I want to be a mom. I want to be a mom. I want to be a mom. I want to be a mom.
I have to repeat this over and over to myself many days. Lately, my children have been taking me there and there is a place that I don’t like being. There is an unhappy place that makes me lust after the days I had before kids. There makes me ungrateful and makes me want to leave the house and not return.
You’ve probably been there. You might be there. Sometimes I’m find that I’m there too often, and that’s why I, at 31 years old and for the first time in my life, I am going to get mental health counseling.
It feels weird typing it. I don’t want to make this into some big thing. But it is. I know it shouldn’t be, but when you’ve spent your entire life dealing with emotions by yourself, it’s a big deal. I wish I could pray and feel better about things. I wish talking always worked. I wish how I felt about some things went away.
It took awhile to get to this place, you know. The place of accepting that I need help.
That’s not how life works though. Right?
I’m a grown up. I’m a wife. I’m a mother. I’m a woman, and I need to sort out my feelings so that I can be a better everything to everyone—especially to myself.

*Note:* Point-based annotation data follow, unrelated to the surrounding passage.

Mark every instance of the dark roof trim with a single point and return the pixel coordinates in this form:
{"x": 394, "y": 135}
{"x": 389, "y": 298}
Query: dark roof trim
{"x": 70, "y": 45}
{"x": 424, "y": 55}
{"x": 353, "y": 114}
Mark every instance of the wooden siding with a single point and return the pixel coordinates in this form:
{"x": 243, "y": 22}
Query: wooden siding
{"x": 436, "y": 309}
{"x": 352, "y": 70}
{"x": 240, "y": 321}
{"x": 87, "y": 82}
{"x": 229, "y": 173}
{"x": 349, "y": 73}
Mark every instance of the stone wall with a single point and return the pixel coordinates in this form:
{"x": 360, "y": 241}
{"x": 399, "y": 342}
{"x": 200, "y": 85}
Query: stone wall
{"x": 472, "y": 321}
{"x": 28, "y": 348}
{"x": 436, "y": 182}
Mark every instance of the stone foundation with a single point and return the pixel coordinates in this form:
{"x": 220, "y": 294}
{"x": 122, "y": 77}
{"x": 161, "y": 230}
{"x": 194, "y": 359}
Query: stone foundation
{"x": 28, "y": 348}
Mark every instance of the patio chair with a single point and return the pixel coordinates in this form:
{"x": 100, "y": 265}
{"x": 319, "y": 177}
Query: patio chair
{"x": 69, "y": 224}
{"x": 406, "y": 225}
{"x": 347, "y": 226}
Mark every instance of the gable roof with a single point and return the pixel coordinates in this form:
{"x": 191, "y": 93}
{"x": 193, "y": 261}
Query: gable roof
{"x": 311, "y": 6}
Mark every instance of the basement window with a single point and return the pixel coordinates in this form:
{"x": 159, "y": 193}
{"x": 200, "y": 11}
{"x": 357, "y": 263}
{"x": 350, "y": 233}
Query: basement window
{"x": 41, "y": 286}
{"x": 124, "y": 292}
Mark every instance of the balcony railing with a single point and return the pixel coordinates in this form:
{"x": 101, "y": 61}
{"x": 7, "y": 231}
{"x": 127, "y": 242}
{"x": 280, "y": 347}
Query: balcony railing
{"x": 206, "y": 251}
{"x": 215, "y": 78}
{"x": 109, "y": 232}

Don’t get me wrong: I'm not dealing with depression or anxiety. I'm not dealing with addictive behavior. I don’t consider myself to really be dealing with any textbook mental issues. But what do I know? I’ve spent many years and months just assuming that I’m like all moms: stressed out, tired, overworked. And I want to feel better. Don’t we all?
Who couldn’t use a day off from parenting? I mean, how do I know if I need mental health counseling or a freaking vacation away from my family?
I guess there’s only one way to find out.
As silly as I may sound, I’m excited to get help sorting out some concerns.
It took awhile to get to this place, you know. The place of accepting that I need help. I was raised by one of those “You’re a strong woman”-type moms. This woman hardly cried, if ever. She was stoic, strong and steadfast. My mom was such a superhero in my eyes—and if she could get through the craziness of raising kids, so could I.
But I’m not my mom. I’m not a superhero. These kids in all of their amazing ways have made me realize just how much I need to work on myself. Their sheer existence has brought about something within myself that I can’t even put into words. I never thought I had it together but birthing and raising kids has made me realize how much I don’t have it together. (It being a lot of things.)
As silly as I may sound, I’m excited to get help sorting out some concerns. I can’t wait to be the woman I know that I can be and without regrets. I can’t wait to be the wife and mother and hardworking lady that I know I’m meant to be. In some ways, I’m grateful that my kids drove me to this place.